By Russ Ramsey
Relationships are complicated, aren’t they?
Sometimes I think if I just could manage them correctly, all my friendships would be devoid of conflict. But that’s not true. You know that, right?
Conflict is part of relating to others, and not all conflict is born out of sin. In fact, some of it comes from God desiring to do something in your life that He does not plan to do in another’s.
Paul and Barnabas found themselves in conflict, and it separated them. But before we search for who’s to blame, let’s look at it.
Earlier, these two men had been set apart by their church to take the gospel to the Roman Empire (Acts 13:1-3). They had already completed one missionary journey, and now they set out to plan a second. That’s when we get the unsettling news that Paul and Barnabas were parting ways over whether Barnabas’ cousin, John Mark (Col. 4:10), who’d left them on the first missionary journey, could come with them on the second.
Paul knew this journey would only be harder, so he said “no”—apparently regarding Mark’s leaving as, at best, an indication of weakness or, at worst, a form of desertion. They would, after all, return to the same cities they’d previously been thrown out of, even stoned in. Lives were at stake here. Paul needed his team to have clear eyes and committed hearts.
But how could Barnabas tell his own cousin he couldn’t come? This wasn’t in Barnabas’ chemistry. He got his name, “Son of Encouragement,” for his willingness to believe the best in people. Barnabas believed in John Mark so strongly that it led to a “sharp disagreement” between him and Paul, which led to their separation (Acts 15:39).
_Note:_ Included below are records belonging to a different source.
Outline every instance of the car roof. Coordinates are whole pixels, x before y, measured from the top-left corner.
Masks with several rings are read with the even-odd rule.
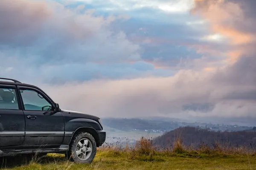
[[[10,82],[10,81],[6,81],[6,80],[11,80],[11,81],[12,81],[13,82]],[[8,79],[8,78],[1,78],[0,77],[0,85],[23,85],[23,86],[26,86],[27,87],[29,87],[31,88],[35,88],[36,89],[37,89],[38,90],[39,90],[40,91],[41,91],[41,92],[43,92],[44,94],[49,98],[49,99],[51,100],[52,102],[53,102],[53,103],[54,102],[54,101],[49,96],[49,95],[46,94],[45,92],[44,92],[42,89],[41,89],[40,88],[39,88],[39,87],[36,86],[35,85],[30,85],[29,84],[26,84],[26,83],[22,83],[18,80],[16,80],[15,79]]]
[[[9,81],[12,81],[12,82],[10,82]],[[12,79],[7,78],[0,77],[0,84],[6,85],[25,85],[26,86],[29,86],[32,88],[34,88],[38,89],[39,88],[38,87],[37,87],[36,86],[32,85],[30,85],[29,84],[22,83],[20,82],[19,81],[15,80],[15,79]]]

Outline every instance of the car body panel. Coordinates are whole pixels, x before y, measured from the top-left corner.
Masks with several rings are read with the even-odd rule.
[[[60,109],[26,110],[19,91],[21,89],[36,91],[52,106],[58,105],[35,86],[0,80],[1,86],[16,89],[19,110],[0,109],[0,156],[36,152],[63,153],[69,150],[73,137],[81,131],[90,133],[95,139],[97,147],[105,142],[106,132],[103,130],[99,117]]]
The Apostle took a stand for the intensity of the mission. The Son of Encouragement took a stand for his cousin. We can’t be too hard on either of them for this. Our strengths are often our weaknesses too. Still, their conflict carried with it this consequence: Silas would go in Barnabas’ place.
This is the classic struggle over choosing which to put first—relationships or the work at hand. Sometimes we have to make that choice. Barnabas had invested so much in Paul, yet Paul’s work was to the Gentiles throughout Rome.
What would you have done? The principle Paul applies here is that the call to do what Christ had set Him apart to do was prime. Anything that jeopardized that mission was second to the mission itself. This is consistent with Paul. He was one who contended for the gospel to be heard among the nations.
Later references in 1 Corinthians 9:6, Colossians 4:10, and 2 Timothy 4:11 suggest that Paul, Barnabas, and John Mark went on to consider each other as co-laborers in the gospel, but this split had to have hurt all three.
Where are you wounded from a relationship strained by mission, loyalties, or some sort of change in call?
Everything God does is motivated by His perfect love. We can rest in knowing that even when His call means relationship are strained, we can trust Him. Because God has decreed by His wise providence that a life spent making His grace known is richer by far than a life spent pursuing comfort.